2012年10月、「一般社団法人 人材サービス産業協議会」が設立
―業界4団体が連携して取り組むプロジェクトとは―
労働市場の現在・過去・未来を見据えて着目すべきは「有期雇用者の増加」と「労働市場の非流動性」
人材サービス産業協議会が取り組む課題についてお伺いする前に、日本の労働市場の現状を教えてください。
着目すべき点は、大きく分けて二つあります。一つ目は、「有期雇用者」が想定していた以上に増加していることです。1985年から2010年までに、雇用者数は全体で1112万人増加しました。その間にはバブル崩壊やIT不況などもあり、2007年をピークに減少していますが、それでも、これだけ増えています。正社員と非正規社員を比較してみると、正社員は1997年をピークに減少。1985年から2010年では12万人の増加に留まりました。一方、非正規の労働者数は657万人から1755万人に達し、1000万人以上増加しました。割合で見てみると、1985年に8割を超えていた正社員が、2010年は約6.5割に減少。逆に言えば、非正規の有期雇用者がいかに増えているかがお分かりになるでしょう。
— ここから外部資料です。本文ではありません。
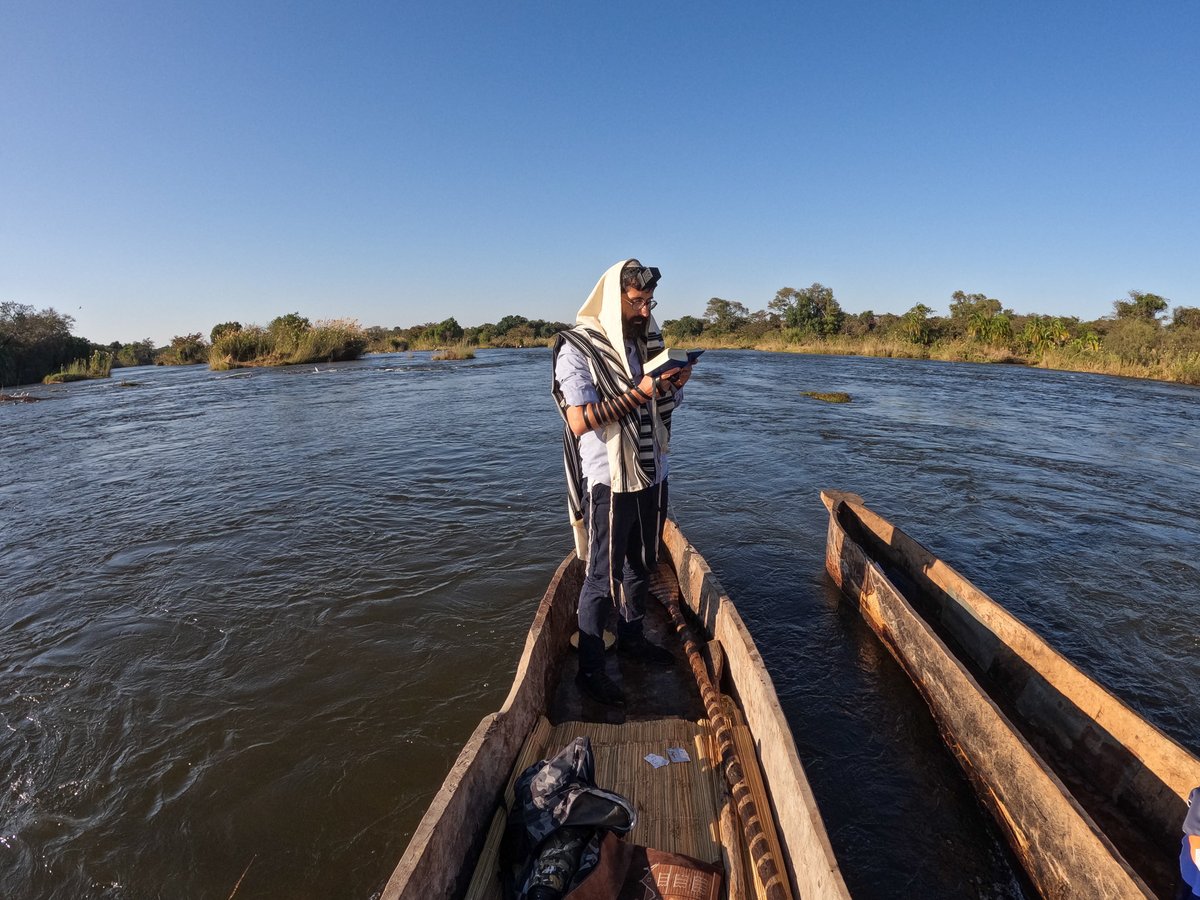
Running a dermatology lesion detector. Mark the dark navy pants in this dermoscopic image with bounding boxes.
[580,480,667,672]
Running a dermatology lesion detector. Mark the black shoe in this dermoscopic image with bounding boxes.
[575,670,625,707]
[617,635,674,666]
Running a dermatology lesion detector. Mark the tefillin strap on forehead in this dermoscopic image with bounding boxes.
[634,265,662,290]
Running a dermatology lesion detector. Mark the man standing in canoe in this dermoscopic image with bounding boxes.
[553,259,691,706]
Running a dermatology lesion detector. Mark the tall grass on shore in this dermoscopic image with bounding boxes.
[42,350,113,384]
[432,343,475,360]
[667,334,1200,385]
[209,317,367,371]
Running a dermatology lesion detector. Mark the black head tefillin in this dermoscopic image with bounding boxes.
[634,265,662,290]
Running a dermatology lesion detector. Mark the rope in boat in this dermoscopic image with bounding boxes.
[650,562,790,900]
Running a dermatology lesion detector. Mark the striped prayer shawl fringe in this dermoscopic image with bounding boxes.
[552,325,674,558]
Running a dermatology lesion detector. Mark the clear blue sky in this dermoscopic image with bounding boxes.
[0,0,1200,343]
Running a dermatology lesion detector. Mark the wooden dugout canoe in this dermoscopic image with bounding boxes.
[821,491,1200,898]
[382,521,850,900]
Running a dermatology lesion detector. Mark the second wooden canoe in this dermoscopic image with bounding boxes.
[821,491,1200,898]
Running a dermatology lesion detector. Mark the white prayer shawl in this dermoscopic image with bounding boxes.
[558,259,674,559]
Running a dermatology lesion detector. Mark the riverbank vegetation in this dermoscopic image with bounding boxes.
[0,302,94,388]
[364,316,570,353]
[42,350,113,384]
[0,283,1200,388]
[662,290,1200,384]
[208,312,368,370]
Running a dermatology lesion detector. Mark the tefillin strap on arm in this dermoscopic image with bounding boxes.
[580,385,650,431]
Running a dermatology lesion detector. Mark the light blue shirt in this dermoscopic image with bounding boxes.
[554,341,683,485]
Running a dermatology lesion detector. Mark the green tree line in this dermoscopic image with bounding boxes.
[662,283,1200,384]
[0,289,1200,386]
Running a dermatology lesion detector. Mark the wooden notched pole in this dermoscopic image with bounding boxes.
[650,572,791,900]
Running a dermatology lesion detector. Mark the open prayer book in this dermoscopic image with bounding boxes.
[642,347,703,376]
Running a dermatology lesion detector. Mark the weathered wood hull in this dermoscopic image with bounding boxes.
[821,491,1200,898]
[383,522,850,900]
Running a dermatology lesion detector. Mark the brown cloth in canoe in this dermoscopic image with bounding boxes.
[564,832,721,900]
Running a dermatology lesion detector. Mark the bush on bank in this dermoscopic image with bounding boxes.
[209,313,367,371]
[662,290,1200,384]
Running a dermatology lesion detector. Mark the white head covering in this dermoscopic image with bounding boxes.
[575,259,659,378]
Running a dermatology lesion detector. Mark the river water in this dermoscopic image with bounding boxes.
[0,350,1200,900]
二つ目は、労働市場における人材の流動性が、いまだに高まっていない点です。これは、「内部労働市場」の強さ、言い換えれば、日本特有の雇用モデルの根強さを表しています。
「内部労働市場の強さ」については、多くの有識者の方々も着目し、新卒一括採用、終身雇用、年功制、職能資格制度、解雇規制の見直し、あるいは、労働市場を活性化させるための施策や、健全な労働市場を作るための法的規制緩和と自由競争の促進の必要性など、さまざまな意見を表明しています。
「失われた10年」、あるいは「20年」といった言葉もありますが、労働市場に関しても同様で、今の状態があと10年続くと、日本の産業の生産性はより低いものになるでしょう。